Mais justement, toutes les victimes n’osent pas dire « non » car, comme l’explique le gouvernement : « la victime peut être paralysée, tétanisée, elle ne peut ni crier, ni même émettre le moindre son ou parole. C’est ce qu’on appelle la sidération ». A cet égard, la campagne veut sensibiliser les témoins, eux aussi trop souvent silencieux comme le rappelle cette récente agression : « J’aimerais vous dire que tout le wagon s’est levé d’une seule et même voix pour protéger cette femme », racontait sur Facebook « Debbie Deb », témoin d’une agression sexuelle.
Voir : Agression sexuelle dans un train : ‘Bah, elle est pas morte !’
Une autre série d’affiches donnent donc les clefs aux témoins pour réagir : « Nous pouvons tous intervenir, grâce à quelques réflexes de base et de gestes simples ». Ainsi, le gouvernement préconise notamment d’aller « demander à la personne en difficulté si elle a besoin d’aide » ou encore de faire diversion mais surtout « d’impliquer d’autres passagers » car « à plusieurs on est plus fort ». « Si tout le monde agit, on peut espérer changer notre société ». Pascale Boistard précise : « Au-delà de l’aspect juridique, c’est un devoir moral.
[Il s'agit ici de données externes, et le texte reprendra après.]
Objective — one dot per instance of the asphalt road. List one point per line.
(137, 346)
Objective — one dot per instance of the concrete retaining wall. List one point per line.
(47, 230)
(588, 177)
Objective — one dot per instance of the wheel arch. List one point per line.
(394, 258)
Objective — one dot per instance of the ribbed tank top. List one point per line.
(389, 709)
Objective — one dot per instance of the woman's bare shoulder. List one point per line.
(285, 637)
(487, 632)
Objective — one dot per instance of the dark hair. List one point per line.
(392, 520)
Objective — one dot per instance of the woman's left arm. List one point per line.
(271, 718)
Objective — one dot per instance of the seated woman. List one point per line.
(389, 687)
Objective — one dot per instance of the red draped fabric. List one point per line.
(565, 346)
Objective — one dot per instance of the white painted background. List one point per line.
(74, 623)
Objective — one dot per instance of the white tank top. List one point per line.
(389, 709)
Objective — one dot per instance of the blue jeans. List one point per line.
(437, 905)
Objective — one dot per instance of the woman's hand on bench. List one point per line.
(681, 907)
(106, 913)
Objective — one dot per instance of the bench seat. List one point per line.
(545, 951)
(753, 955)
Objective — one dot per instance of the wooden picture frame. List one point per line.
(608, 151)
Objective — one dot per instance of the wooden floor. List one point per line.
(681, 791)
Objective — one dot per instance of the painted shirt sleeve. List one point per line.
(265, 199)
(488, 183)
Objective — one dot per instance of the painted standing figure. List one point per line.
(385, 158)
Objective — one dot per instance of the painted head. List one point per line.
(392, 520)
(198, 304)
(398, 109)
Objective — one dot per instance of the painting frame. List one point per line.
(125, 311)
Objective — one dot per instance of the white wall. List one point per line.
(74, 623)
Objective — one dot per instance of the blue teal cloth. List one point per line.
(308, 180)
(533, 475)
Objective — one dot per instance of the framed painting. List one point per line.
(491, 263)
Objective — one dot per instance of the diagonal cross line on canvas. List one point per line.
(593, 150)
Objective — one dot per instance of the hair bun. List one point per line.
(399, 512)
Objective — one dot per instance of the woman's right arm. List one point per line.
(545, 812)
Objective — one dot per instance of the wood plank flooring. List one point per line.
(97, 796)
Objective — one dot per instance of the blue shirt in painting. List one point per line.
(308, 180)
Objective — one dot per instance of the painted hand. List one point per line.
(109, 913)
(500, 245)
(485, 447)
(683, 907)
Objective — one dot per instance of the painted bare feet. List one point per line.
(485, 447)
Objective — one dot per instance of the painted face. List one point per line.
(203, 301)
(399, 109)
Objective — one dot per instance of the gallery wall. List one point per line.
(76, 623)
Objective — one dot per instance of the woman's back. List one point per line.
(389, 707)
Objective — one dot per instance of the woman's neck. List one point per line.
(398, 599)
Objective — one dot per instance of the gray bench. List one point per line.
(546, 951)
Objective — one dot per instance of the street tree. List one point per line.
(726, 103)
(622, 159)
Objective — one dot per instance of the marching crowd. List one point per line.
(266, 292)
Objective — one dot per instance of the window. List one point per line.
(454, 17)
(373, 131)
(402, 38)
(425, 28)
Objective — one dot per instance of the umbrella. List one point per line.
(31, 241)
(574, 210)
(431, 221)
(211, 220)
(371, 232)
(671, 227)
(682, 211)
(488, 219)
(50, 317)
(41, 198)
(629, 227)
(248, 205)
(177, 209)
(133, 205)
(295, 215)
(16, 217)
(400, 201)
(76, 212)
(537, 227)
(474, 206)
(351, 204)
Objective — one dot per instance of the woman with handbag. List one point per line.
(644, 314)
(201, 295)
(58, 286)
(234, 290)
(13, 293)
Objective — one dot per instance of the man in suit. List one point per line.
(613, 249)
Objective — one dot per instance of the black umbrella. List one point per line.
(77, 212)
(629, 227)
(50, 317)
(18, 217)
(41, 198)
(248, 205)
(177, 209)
Nous n’avons pas tous vocation à être des super-héros ou super-héroïne mais il faut agir en solidarité ».
Légitimer la parole de la victime, inciter à agir, et rappeler que la loi punit le harcèlement sexiste : une première étape de cette campagne, qui rappelle également les différents outils annoncés par le gouvernement en juillet dernier. Comme le lancement, une semaine plus tôt à Nantes, de l’expérimentation de l’arrêt des bus à la demande la nuit. Ou la déclinaison par SMS des services d’alertes téléphoniques (le 3117 pour la SNCF et le 3224 pour la RATP). Ce nouveau système sera effectif le 7 décembre via le 31 117. « Qu’on soit victime ou témoin, envoyer un texto est parfois plus pratique », souligne Elisabeth Borne, présidente de la RATP.